Statistical Assemblies of Particles with Spin

TL;DR

This paper develops a comprehensive framework using Lie group $SU(n)$ to describe all possible statistical assemblies of particles with various spins, extending the concept from simple oriented systems to more complex categories.

Contribution

It introduces a Lie group $SU(n)$ based approach to classify and describe all realizable statistical assemblies of particles with different spins, including non-oriented and aligned systems.

Findings

Probability domains form regular polyhedra in $ e^{n-1}$.

Higher spin systems contain multiple empirically determinable axes.

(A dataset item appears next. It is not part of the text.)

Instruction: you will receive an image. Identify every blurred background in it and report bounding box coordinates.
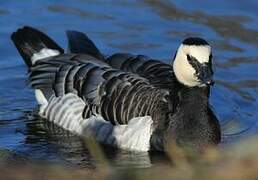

Only collinearity of axes yields simple oriented systems.

Abstract

Spin, $s$ in quantum theory can assume only half odd integer or integer values. For a given $s$, there exist $n=2s+1$ states $|s,m\rangle$, $m=s,s-1,........,-s$. A statistical assembly of particles (like a beam or target employed in experiments in physics) with the lowest value of spin $s=\frac {1}{2}$ can be described in terms of probabilities $p_m$ assigned to the two states $m=\pm \frac {1}{2}$. A generalization of this concept to higher spins $s>\frac {1}{2}$ leads only to a particularly simple category of statistical assemblies known as `Oriented systems'. To provide a comprehensive description of all realizable categories of statistical assemblies in experiments, it is advantageous to employ the generators of the Lie group $SU(n)$. The probability domain then gets identified to the interior of regular polyhedra in $\Re^{n-1},$ where the centre corresponds to an unpolarized assembly and the vertices represent `pure' states. All the other interior points correspond to `mixed' states. The higher spin system has embedded within itself a set of $s(2s+1)$ independent axes, which are determinable empirically. Only when all these axes turn out to be collinear, the simple category of `Oriented systems' is realized, where probabilities $p_m$ are assigned to the states $|s,m\rangle$. The simplest case of higher spin $s=1$ provides an illustrative example, where additional features of `aligned' and more general `non oriented' categories are displayed.